Spring is here and along with the warm temps and April showers comes plenty of lush, green grass. One problem we as cattle producers face is grass tetany (hypomagnesemia). Instead of going on about how what this problem is and how we deal with it, I thought I would reblog a post from Jesse Bussard at Pearl Snap Ponderings. Jesse is a grad student at the University of Kentucky focusing on livestock-forage systems. So she’s a lil more qualified for this discussion than myself. Check out her discussion about this ailment and how cattle producers deal with the problem.
It’s that time of year again, when cattle producers should be concerned about grass tetany. Grass tetany is a common ailment in the spring and fall of the year when cattle are grazing lush grasses in large quantities. The cause of this ailment is a low level of magnesium (Mg) in the plant, which leads to a magnesium deficiency to develop in the bovine consuming the forage. Grass tetany, also known as hypomagnesemia, may only affect 1-2% of grazing animals.
There are many reasons why a forage grass may be low in Mg. High fertilization of grasses with potassium (K), also known as potash, depresses Mg uptake in the plant. High amounts of nitrogen (N) fertilization can also increase the plant’s fatty acids which may also depress Mg availabilty. Low soil temperatures and high soil moisture content that leads to low soil oxygen content, in the spring and fall, may also decrease Mg uptake by the plant.
An animal’s susceptibility to grass tetany increases five days after the mean daily air temperature exceeds 57 degrees Farenheit (following a period below this temperature). Symptoms of Mg deficiency include nervousness and hypersensitivity, muscle twitching, staggering, and convulsions. A change in the blood serum Mg level will also be seen. Mg values < 1.0 mg/100 ml are considered critical in cattle. Normal levels are between 1.5-3.5 mg/100ml.

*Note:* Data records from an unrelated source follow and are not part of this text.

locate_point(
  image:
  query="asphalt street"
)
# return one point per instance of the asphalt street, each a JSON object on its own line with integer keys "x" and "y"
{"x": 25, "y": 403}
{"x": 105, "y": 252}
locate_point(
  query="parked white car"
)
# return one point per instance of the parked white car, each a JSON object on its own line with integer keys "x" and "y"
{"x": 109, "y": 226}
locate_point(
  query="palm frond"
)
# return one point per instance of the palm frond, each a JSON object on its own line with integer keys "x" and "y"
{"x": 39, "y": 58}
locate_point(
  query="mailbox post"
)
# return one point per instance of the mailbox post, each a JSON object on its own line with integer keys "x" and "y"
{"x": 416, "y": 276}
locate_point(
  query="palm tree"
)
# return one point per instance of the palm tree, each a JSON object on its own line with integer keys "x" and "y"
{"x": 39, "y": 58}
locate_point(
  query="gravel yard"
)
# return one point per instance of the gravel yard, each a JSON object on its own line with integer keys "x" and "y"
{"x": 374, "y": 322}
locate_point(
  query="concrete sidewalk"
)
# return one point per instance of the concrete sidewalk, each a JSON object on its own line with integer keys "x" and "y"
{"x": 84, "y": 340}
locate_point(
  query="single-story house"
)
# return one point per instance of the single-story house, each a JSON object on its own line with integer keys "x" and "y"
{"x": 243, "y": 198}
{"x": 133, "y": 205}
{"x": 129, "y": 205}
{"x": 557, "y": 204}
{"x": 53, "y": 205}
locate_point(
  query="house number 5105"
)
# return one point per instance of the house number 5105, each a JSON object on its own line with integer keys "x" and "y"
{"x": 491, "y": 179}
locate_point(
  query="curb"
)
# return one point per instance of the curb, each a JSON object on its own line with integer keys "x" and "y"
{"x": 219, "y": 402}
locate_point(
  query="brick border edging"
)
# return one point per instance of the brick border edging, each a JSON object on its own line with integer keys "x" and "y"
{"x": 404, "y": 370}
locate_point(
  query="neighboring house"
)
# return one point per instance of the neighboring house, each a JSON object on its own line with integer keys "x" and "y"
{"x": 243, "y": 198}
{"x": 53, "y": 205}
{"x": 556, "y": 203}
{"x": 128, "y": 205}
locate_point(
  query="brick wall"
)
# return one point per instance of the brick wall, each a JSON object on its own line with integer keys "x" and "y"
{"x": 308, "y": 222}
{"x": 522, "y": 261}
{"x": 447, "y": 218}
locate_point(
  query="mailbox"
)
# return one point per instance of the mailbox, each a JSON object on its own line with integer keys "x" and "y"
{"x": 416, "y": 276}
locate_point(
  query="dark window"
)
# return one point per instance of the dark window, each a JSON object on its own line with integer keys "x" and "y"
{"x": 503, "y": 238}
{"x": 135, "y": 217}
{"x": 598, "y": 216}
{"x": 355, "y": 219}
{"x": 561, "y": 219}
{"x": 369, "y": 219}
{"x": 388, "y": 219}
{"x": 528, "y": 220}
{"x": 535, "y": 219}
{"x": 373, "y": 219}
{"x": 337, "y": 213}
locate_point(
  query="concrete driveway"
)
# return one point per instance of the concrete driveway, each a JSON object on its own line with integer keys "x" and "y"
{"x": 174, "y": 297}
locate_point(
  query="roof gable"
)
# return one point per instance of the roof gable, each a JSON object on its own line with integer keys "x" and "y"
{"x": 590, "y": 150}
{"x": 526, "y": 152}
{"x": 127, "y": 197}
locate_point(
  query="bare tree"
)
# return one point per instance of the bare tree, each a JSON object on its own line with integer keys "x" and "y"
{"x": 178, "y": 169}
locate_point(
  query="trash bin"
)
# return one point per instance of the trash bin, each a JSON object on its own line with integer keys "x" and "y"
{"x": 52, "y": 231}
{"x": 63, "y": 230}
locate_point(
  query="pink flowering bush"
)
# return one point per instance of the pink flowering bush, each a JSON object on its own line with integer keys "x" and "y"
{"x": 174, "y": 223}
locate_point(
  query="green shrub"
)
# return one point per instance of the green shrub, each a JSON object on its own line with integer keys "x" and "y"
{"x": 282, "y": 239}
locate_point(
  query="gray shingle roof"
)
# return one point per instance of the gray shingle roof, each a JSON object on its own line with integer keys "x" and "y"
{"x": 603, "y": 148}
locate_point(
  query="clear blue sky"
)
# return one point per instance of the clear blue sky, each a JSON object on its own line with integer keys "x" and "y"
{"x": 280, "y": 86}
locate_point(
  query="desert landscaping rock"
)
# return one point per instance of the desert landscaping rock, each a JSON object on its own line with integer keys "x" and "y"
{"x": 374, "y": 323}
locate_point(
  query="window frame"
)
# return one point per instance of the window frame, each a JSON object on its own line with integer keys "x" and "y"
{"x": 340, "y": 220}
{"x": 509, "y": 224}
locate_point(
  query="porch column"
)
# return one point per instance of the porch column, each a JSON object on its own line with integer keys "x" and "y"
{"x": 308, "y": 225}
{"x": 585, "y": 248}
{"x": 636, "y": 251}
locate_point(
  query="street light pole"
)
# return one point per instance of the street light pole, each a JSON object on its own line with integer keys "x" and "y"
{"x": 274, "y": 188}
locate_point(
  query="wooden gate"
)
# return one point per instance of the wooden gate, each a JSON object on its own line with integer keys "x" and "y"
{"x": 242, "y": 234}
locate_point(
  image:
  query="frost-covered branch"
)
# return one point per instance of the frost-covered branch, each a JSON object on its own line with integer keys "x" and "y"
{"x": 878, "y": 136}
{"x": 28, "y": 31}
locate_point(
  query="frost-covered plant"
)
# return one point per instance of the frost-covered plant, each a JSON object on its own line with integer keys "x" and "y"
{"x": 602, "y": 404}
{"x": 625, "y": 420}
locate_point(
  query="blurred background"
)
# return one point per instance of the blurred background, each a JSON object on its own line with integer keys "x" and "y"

There’s an old saying that goes, “An ounce of prevention is worth a pound of cure.” That’s definitely the case with grass tetany. Producers can do several things to ensure that this problem does not occur in their cattle herd. Providing a magnesium supplement, whether free choice or included in a feed mix is one great option. Practical fertilizer management of pastures or hay fields is also key. Avoid excessive N fertilization in the spring and if applying manure, do so in a responsible manner, to ensure that available K levels in the soil are not in excess.
There is always that 1-2% chance that a cow may still become hypomagnesemic. In that situation, producers need to have intravenous calcium and magnesium salts on hand. Immediate treatment by intravenous injection of Ca and Mg salts will help to alleviate the symptoms of grass tetany and hopefully save the animal.